Russki-Deutsch (20):
Drus(c)hba
von Wolf Oschlies

Alle heraus zum 1. Mai“ hieß es alljährlich in der DDR, was 1950 auch für uns Schulkinder im thüringischen Grenzstädtchen galt. In hellster Frühjahrssonne trotteten wir an der russischen Kommandantur vorbei, die wir mit dem Sprechchor „Drus(c)hba““ grüßten. Das hieße „Freundschaft“, sagte unser Lehrer. Es war sein einziges russisches Wort – und mein erstes.

„Drus(c)hba“ (zu sprechen wie J in „Journalist“) entstammt dem altkirchenslavischen „droug“ (Freund), hat das ältere „drushestwo“ ersetzt und bezeichnet ein enges Binnenverhältnis, das über „Freundschaft“ hinaus geht. „Sdelaj mne eto po drushbe“ (tu mir das aus Freundschaft), sagen Russen, wenn sie jemanden um einen Gefallen bitten. Und wenn sie Fünfe gerade sein lassen, fügen sie hinzu „Ne v slushbu, a v drushbu“ (Nicht im Dienst, sondern zur Freundschaft).
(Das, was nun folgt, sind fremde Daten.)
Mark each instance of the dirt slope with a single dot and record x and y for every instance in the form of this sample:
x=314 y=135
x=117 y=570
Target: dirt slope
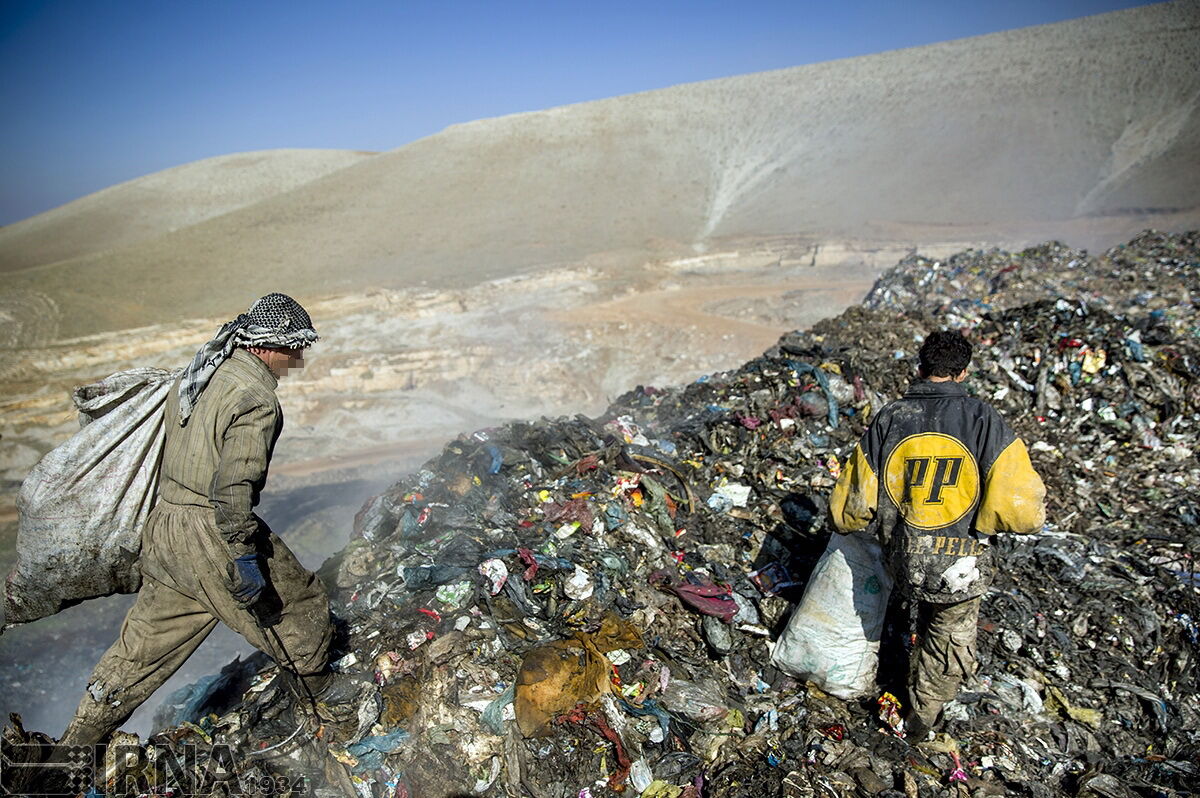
x=985 y=138
x=162 y=202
Erst mit den Kommunisten startete die inflationäre Verwendung des Wortes: „Drus(c)hba“ war der offizielle Gruß des Jugendverbandes Komsomol, und „Drushba narodov“ (Völkerfreundschaft) bestimmte das „sozialistische Lager“, 1986 hieß ein Manöver des Warschauer Pakts „Drus(c)hba“. Denselben Namen trug die 3000 Kilometer lange Erdölleitung vom Ural bis zur West-Ukraine, die „Bruderländer“ mit Öl versorgte. Ab 1974 mußte die DDR ein 518 Kilometer langes Teilstück in der Ukraine bauen, was die SED ihrem Jugendverband FDJ als „Zentrales Jugendobjekt Drushba-Trasse“ aufs Auge drückte. Die junge Leipziger Philologin Anja K. hat 1982 ihre Diplomarbeit über die Sprachkonventionen der 12000 deutschen „Trassenbauer“ verfaßt, dabei erwähnt, daß Röhren und Bagger aus dem „kapitalistischen Ausland“ kamen und „gemeistert“ werden mußten.

Die ehemaligen „Drus(c)hba“-Bauer haben seit 2003 eine eigene Website, um ihren Corpsgeist zu stärken. Ihr Werk arbeitet immer noch, allerdings nur bedingt: Entweder leidet es unter „Havarien“ oder wird von Moskau als politisches Druckmittel gedrosselt. Freundlicher sind schon die ungezählten Sportvereine, Tanzklubs, Bands etc. namens „Drus(c)hba“. Auf der Hohen Geba (Rhön), 1961 bis 1991 Sperrgebiet der Sowjetarmee, steht ein „Drus(c)hba“-Museum für die Ex-Besatzer. „Drus(c)hba“ verbindet!